Zum Argument, dass Verbote schwierig umzusetzen seien und deswegen gleich gar nicht eingeführt werden bräuchten, verweist Klaus Zierer auf die Notwendigkeit von Regeln in der Erziehung. „Zweitens basiert Erziehung immer auf Regeln. Ohne Verbote keine Erziehung, wie wir spätestens seit Immanuel Kant wissen“, bemerkt der Universitätsprofessor und er ergänzt: „Das Problem ist nicht, dass Verbote hintergangen werden können, sondern vielmehr die Unfähigkeit der älteren Generation Verbote so einzuführen, dass sie erstens auf Verständnis stoßen, transparent und klar sind und zweitens Konsequenz und Verantwortung bei der Einhaltung erfordern.“ So müsse ein Altersbegrenzung von sozialen Medien neben Überlegungen bei Verstoßen immer von pädagogischen Maßnahmen begleitet werden, die zu Reflexion anregen und das Verständnis wecken, dass diese Maßnahmen wichtig sind. Medienerziehung ist also wichtiger denn je und muss immer als Flankierung von Verboten gesehen werden.

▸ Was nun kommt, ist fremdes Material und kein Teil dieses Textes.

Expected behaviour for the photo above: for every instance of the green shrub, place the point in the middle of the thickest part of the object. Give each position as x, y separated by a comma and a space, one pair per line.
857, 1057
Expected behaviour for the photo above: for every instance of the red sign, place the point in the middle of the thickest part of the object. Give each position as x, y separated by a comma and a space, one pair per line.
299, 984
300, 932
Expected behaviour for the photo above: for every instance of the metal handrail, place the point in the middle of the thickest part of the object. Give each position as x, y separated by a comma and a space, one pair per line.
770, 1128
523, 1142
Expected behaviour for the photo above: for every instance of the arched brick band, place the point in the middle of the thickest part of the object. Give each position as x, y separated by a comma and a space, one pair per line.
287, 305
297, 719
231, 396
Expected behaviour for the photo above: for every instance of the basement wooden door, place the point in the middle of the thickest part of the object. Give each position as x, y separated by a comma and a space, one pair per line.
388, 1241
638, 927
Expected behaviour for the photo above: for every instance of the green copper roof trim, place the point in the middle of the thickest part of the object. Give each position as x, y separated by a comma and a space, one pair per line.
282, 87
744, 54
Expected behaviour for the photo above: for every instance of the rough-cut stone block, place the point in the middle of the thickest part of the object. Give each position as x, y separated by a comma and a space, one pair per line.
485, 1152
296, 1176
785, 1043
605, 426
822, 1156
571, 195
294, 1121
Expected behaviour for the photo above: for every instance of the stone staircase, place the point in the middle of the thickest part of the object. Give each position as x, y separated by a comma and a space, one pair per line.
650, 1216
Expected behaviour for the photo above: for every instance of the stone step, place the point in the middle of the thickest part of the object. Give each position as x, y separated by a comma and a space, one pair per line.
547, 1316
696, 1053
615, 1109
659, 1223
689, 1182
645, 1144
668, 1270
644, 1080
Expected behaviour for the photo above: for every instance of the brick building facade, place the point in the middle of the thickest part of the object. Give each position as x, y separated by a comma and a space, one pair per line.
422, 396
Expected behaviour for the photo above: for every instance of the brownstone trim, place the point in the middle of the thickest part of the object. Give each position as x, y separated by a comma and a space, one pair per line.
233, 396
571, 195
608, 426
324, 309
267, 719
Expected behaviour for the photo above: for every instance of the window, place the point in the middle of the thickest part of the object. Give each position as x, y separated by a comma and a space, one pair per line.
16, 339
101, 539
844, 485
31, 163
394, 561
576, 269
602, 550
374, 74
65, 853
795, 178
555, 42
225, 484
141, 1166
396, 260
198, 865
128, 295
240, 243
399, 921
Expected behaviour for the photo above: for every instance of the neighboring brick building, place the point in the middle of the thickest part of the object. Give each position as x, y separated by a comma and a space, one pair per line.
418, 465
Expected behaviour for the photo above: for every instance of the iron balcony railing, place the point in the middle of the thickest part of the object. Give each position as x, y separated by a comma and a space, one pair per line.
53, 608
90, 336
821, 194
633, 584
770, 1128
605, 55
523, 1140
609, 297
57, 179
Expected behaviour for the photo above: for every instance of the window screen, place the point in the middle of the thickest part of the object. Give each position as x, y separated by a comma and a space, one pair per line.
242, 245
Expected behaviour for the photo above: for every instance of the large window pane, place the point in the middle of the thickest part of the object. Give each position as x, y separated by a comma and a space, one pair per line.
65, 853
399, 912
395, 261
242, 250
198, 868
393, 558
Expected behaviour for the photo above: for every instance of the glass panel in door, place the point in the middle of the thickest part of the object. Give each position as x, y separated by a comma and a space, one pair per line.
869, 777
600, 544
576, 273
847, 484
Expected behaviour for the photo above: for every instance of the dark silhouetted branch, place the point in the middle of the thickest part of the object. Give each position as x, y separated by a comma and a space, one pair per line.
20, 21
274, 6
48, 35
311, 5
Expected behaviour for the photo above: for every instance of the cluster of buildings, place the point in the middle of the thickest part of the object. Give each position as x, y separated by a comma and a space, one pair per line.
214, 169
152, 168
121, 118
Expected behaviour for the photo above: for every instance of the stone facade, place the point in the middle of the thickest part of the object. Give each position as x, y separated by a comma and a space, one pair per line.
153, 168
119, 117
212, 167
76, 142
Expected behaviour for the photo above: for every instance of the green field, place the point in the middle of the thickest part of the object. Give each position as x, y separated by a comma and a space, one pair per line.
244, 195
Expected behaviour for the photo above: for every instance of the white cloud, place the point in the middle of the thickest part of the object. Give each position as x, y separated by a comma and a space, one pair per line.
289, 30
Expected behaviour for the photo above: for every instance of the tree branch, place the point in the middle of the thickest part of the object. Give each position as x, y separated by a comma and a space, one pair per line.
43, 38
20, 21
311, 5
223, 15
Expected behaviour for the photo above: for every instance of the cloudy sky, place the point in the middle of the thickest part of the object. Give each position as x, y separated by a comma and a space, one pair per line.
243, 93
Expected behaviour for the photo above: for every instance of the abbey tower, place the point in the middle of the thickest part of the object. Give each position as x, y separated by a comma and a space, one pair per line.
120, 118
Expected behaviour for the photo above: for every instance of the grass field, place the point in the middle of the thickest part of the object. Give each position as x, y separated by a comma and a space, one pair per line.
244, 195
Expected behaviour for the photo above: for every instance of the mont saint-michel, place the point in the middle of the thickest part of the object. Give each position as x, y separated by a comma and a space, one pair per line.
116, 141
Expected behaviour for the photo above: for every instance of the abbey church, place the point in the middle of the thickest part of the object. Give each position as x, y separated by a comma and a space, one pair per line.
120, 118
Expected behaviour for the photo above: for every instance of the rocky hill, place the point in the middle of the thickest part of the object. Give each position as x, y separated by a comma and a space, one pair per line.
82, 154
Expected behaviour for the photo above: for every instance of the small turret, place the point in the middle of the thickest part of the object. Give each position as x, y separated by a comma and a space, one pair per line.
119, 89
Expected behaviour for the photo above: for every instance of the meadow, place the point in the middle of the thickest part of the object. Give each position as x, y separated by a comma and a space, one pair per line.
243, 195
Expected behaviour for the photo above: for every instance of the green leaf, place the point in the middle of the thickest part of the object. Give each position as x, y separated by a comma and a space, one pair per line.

Dass Jugendliche selbst sogar eine Regulierung von sozialen Medien wollen, wie die Jugendtrendstudie des Instituts für Generationenforschung vor wenigen Tagen zeigte, scheinen nach Auffassung von Klaus Zierer viele Kritiker an der Bundesbildungsministerin zu vergessen. „Wenn knapp 50 Prozent der Jugendlichen fordern, eine
unbeschränkte Nutzung von sozialen Medien erst ab 16 Jahren zu erlauben, dann ist dies ein wichtiges Zeichen und ein Aufruf der Partizipation“, so folgert der Schulpädagoge.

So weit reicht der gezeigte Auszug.